Soup season is also clean-out-the-freezer season. I don't just make an evening's worth of soup, I make enough to feed ourselves and company plus a future meal (or two). I make everything this way, a throw back to watching my mother cook for our family of five. I think I'm actually incapable of cooking for two. I don't recall ever having done it. Unless you count
popovers (ah, buttery eggy goodness), but I'm not so sure that one should eat a half dozen popovers in one sitting. The freezer fills up slowly but surely, and when we've had a full day of work, run errands and have collapsed on the couch to ask each other "what's for dinner?", we have a solution. I'm going to be clever this winter, and put a contents list on the freezer door. I'm sure if you asked the Better Half what was in there, he couldn't tell you if his life depended on it. There are really only two things he could ever identify in our freezer - his paint palette, and ice cream. We don't generally keep ice cream about since dessert inhalation is another family trait of mine.
On the burners this week:
Roasted Potato Soup
Thai Chicken Soup
The potato soup is a favorite I stumbled on in a magazine somewhere. I've been making it for so long, I've since forgotten where I first saw it. I cut up yukon gold potatoes (these seem to have the creamiest flavor), sweet onions and apples (a mix of tart and sweet usually). The potatoes and the onions go into an oiled casserole dish for roasting. I dry-roast fennel seeds in a small cast iron skillet until they start to smell fragrant, and then I grind them. To the ground fennel I add cumin, and salt and pepper to taste. I toss the potatoes and onions with these spices and some olive oil, lay the apple quarters on top and pop it into the oven to roast. I find a higher temperature works better - the onions caramelize a bit, and you end up with nice roasty chunks in the soup - so 400 or 425. Roast until the potatoes are cooked through, stirring occasionally. The apples cook more quickly, so I put them in after the first stir, keep checking them, and when they're mushy I gently scoop them out with a spoon. Once they've cooled, the skins should come off fairly easily. When everything is cooked through, the apple flesh, potatoes and onions go into a blender with chick

en broth (I've tried veggie broth, and it works just fine, but doesn't have as creamy a flavor). I deglaze the casserole dish with chicken broth, scraping the roasty bits into the blender as well. A squeeze of fresh lemon (to taste) helps to keep the soup from being too bland, and I highly recommend it. The soup can be as chunky or as smooth as you'd like it to be depending on the amount of broth and how much you puree the ingredients. This is often a Sunday afternoon activity for me, as it heats the house up nicely, makes everything smell lovely, and we end up with a very hearty meal. I like it best with a side of apple slices and gruyere or sharp cheddar.

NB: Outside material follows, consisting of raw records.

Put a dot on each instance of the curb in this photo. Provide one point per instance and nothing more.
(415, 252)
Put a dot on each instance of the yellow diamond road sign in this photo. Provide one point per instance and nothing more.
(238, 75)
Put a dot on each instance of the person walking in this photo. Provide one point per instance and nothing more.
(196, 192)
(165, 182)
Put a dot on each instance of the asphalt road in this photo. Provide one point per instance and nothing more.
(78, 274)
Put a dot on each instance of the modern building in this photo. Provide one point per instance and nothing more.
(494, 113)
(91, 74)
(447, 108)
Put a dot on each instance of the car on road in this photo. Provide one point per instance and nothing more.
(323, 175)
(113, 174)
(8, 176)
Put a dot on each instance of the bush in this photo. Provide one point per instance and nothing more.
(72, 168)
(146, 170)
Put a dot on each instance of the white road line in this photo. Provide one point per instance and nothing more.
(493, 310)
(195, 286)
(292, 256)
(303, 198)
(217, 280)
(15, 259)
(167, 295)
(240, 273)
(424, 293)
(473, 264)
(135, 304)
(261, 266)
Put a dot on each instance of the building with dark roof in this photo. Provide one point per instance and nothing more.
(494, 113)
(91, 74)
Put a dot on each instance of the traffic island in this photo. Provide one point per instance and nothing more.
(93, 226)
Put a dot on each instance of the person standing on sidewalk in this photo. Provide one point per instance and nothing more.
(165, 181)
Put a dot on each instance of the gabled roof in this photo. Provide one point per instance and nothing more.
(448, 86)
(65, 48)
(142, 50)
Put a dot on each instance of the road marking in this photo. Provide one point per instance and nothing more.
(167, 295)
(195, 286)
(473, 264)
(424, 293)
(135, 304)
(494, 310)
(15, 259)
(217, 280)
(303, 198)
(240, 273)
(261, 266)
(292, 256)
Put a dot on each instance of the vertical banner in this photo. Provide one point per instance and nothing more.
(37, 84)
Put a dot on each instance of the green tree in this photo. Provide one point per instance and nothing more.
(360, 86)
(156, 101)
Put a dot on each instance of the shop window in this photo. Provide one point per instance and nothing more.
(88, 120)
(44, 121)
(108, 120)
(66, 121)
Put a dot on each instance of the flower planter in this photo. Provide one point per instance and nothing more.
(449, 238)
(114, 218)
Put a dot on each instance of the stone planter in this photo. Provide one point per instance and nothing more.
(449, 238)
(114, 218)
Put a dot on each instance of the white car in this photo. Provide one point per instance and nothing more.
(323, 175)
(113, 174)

The chicken soup is a recent experiment from a new cookbook called "400 Soups". It's full of typical Thai ingredients - coconut milk, chicken stock, lime leaves, lemongrass, fish sauce, ginger. There is a local Thai restaurant that serves the creamiest tom yam or tom kah. From first tastes, this is not quite that (the chicken stock I used seemed a little on the heavily flavored side), but still pretty good. The true test is how well it reheats and/or freezes.
Leftovers will be bundled up for the freezer (which already contains beef and onion broth and some chicken gravy). I usually fill a few small containers too, since I work close enough to walk home for lunch. The fun part is identifying mysterious soup at the end of the winter. Freezer labels never stick to plastic containers well or they never come off, no matter how much you scrub - a batch of my mother's applesauce used to say "spag. sauce 8/1/89". Plastic bags can be a bit awkward to store if there's too many. My memory isn't what it once was, and mystery soup or sauce has become a regular problem in our house. Twine and paper tags? Color coded dots? Or we could just content ourselves with a little mystery in our lives, and find out what we're having for dinner when it thaws.